“Well, she is both, if you go to that, and the best creature ever breathed.”
“Then she IS 'the noble savage'?”
“Ay, so they call her, because she is black.”
“Then, thank Heaven,” said Christopher, “the past is not all locked up.”
That afternoon they stopped at an inn. But Dick slept in the cart. At three in the morning they took the road again, and creaked along supernaturally loud under a purple firmament studded with huge stars, all bright as moons, that lit the way quite clear, and showed black things innumerable flitting to and fro; these made Phoebe shudder, but were no doubt harmless; still Dick carried his double rifle, and a revolver in his belt.
They made a fine march in the cool, until some slight mists gathered, and then they halted and breakfasted near a silvery kloof, and watered the cattle.
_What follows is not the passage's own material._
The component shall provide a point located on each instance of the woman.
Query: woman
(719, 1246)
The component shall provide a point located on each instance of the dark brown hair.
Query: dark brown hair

While thus employed, suddenly a golden tinge seemed to fall like a lash on the vapors of night; they scudded away directly, as jackals before the lion; the stars paled, and with one incredible bound, the mighty sun leaped into the horizon, and rose into the sky. In a moment all the lesser lamps of heaven were out, though late so glorious, and there was nothing but one vast vaulted turquoise, and a great flaming topaz mounting with eternal ardor to its centre.
This did not escape Christopher. “What is this?” said he. “No twilight. The tropics!” He managed to dig that word out of the past in a moment.
At ten o'clock the sun was so hot that they halted, and let the oxen loose till sun-down. Then they began to climb the mountains.
The way was steep and rugged; indeed, so rough in places, that the cattle had to jump over the holes, and as the wagon could not jump so cleverly, it jolted appallingly, and many a scream issued forth.
Near the summit, when the poor beasts were dead beat, they got into clouds and storms, and the wind rushed howling at them through the narrow pass with such fury it flattened the horses' ears, and bade fair to sweep the whole cavalcade to the plains below.